A new report says Minnesota has the second-lowest rate of senior hunger in the nation.
The report found that 8.6 percent of Minnesota seniors faced the threat of hunger in 2011, compared to the national average of 15 percent.
Minnesota seniors have several characteristics that reduce the chances they'll be unable to afford enough food, said James Ziliak, economics professor at the University of Kentucky and co-author of the study.
"On average, seniors in Minnesota tend to have higher incomes. They're more likely to be married. They're more likely to be white. They're more likely to have higher education," Ziliak said. "These factors all add up to reducing the risk of food insecurity among older Americans in the state of Minnesota."

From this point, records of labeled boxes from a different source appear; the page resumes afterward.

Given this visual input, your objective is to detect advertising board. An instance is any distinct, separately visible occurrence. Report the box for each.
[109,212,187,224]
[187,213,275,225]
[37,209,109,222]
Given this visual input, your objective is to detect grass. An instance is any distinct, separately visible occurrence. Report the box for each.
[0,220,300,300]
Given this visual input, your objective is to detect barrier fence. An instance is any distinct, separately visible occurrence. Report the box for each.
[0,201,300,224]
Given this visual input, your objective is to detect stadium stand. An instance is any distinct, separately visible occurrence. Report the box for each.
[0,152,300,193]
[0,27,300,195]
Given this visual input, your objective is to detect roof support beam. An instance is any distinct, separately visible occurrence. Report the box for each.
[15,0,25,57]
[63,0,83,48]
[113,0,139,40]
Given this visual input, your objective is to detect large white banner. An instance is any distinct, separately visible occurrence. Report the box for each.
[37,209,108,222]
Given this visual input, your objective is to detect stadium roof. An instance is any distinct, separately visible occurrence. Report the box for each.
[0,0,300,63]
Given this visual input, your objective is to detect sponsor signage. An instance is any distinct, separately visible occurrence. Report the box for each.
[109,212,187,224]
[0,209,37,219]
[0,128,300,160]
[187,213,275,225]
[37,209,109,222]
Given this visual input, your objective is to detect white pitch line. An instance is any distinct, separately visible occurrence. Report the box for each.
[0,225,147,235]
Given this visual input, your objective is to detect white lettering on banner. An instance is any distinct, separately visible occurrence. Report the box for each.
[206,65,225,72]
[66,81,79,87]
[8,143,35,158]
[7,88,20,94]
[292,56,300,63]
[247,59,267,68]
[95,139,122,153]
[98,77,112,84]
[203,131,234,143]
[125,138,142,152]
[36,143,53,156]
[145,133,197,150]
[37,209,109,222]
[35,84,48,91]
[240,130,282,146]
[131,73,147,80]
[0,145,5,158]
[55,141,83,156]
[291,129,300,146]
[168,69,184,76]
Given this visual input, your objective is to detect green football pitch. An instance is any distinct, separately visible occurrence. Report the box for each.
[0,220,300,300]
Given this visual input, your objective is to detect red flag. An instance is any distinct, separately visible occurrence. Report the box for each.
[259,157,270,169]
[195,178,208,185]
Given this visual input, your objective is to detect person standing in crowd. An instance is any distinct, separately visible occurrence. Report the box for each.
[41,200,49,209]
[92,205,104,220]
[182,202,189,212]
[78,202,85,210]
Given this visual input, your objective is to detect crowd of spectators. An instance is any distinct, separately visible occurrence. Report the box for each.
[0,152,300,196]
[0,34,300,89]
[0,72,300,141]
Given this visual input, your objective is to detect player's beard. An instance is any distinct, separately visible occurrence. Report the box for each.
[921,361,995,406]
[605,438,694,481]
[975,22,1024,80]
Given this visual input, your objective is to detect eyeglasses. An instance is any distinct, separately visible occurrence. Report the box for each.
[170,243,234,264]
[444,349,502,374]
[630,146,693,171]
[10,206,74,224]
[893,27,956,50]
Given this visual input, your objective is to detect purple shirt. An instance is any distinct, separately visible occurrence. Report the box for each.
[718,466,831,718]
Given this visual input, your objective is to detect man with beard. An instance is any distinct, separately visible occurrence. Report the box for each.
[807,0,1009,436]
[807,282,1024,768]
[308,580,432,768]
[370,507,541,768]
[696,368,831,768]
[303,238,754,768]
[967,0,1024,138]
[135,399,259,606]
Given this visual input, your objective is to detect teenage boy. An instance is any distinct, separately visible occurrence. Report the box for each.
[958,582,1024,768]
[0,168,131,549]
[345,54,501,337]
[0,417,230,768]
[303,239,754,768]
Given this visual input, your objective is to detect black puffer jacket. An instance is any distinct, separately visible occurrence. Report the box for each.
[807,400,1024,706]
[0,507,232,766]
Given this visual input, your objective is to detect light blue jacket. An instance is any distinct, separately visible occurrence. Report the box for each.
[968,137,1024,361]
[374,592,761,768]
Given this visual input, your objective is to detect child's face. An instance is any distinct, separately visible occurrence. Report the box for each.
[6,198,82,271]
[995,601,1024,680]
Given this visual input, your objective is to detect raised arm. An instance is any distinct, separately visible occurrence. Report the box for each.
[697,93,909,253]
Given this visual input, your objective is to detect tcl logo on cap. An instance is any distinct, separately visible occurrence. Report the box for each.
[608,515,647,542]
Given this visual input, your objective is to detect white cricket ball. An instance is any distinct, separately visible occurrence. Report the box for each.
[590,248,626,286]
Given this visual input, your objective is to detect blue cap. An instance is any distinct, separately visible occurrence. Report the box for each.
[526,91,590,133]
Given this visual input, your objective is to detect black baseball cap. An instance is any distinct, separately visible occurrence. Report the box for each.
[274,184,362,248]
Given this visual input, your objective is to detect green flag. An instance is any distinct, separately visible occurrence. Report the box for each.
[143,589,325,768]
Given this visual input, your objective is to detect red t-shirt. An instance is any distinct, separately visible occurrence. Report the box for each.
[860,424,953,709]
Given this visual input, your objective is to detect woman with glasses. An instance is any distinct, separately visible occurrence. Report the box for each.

Only Virginia had a lower rate of senior hunger than Minnesota. Seniors living in the south and southwest parts of the country were most likely to have trouble affording enough food.
But the number of Minnesota seniors who struggle with hunger is still worrisome, Ziliak said.
"While Minnesota can be pleased that it's much better than the average state in the nation, I don't think it's a real cause for celebration, given that the actual rate itself is still pretty sizable."
Those seniors who face the threat of hunger are more likely to experience health problems including diabetes and heart attacks, Ziliak said.
The report was funded by the National Foundation to End Senior Hunger.